Aynı siyasette ve coğrafi bölgede devam ediyoruz okumaya. Bu sefer içerik daha da farklılık arz etmekte. Kurgusal yanı da güçlü romantize edilmiş hapisten firar öyküsü ile karşı karşıyayız. Tüm teknik, itiraf etmek gerekirse biraz da sıkıcılığa düşen, ve organizasyonel tarafıyla bir değil tam iki kez başarıyla gerçekleştirilen firar hikayesi bu. Artvin'de Dev Yol'un önde gelen isimlerinden Adnan Keskin, bir yandan mahpusluk yıllarını bir yandan mücadele dolu geçmişini bölüm bazında bir ileri bir geri anlatıyor. Eşine beslediği büyüttüğü aşkı ise hiç bir bölümün içeriğinden ayrı düşmüyor. İlk Artvin sonra da Erzincan hapishanelerinden kaçış hikayesi Avrupa'da sona eriyor. Ve memleketine ancak öldükten sonra cenazesi ulaşabiliyor.



5 Kasım 2022 Cumartesi

Deicide - Deicide (1990)

 

Klasik usül death metal, brütal death metal örneklerinin bana pek de hitap etmediğini anlayacak kadar görmüş geçirmiş biriyim. Hayatın bizzatihi kendisinin büyük bir istisna olması gibi bu türün surlarında da delik açacak büyüklükte bir istisna büyütmüşüm. Türe thrashy kökenli gruuvi ritimlerin sızması. Gel keyfim gel o zaman. Tek tük pek çok dinlediğim şarkılar vesilesiyle biliyordum ki alnına ters haç kazıyan Glen namındaki vokalin bu grubunu da bu cihette seveceğim. Ben mi onu sevdim, o mu beni öptü bilemeyeceğim ama beklentilerimin altına düşmedi elbet. 

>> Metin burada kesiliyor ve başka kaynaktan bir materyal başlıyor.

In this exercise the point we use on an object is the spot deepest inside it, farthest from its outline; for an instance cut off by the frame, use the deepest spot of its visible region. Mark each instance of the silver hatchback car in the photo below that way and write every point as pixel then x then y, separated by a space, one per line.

Kırk yaşından sonra dinlediğim şeylere bak yafu.

8,25/10

1 Kasım 2022 Salı

Martha Wells - Katilbot Günlükleri III: Kaçak Protokol

 

Goodreads sitesindeki puanlamaya göre diğer ciltlerin hiç de altında kalmamasına rağmen benim nazarımda kaşıntılar başlamış durumda. Bir kere hikaye doğrudan önceki kitapların devamı. Ayrı okuduğunuzda hiç bir şey anlamayacağınız garanti. Katilbotumuz geçmişin hayaletlerini kovalamaya devam ediyor ve ulaştığı uzay istasyonunda insanlarla arkadaş olmayı başarmış saflık derecesinde iyi bir robot karakterimiz için belki de umut kıvılcımı oluyor. Kumpas kuran savaşçılar ve savaaşbotlarıynan çarpışırken yine hızlıca heyecanla sayfaları çevireceğiniz kesin.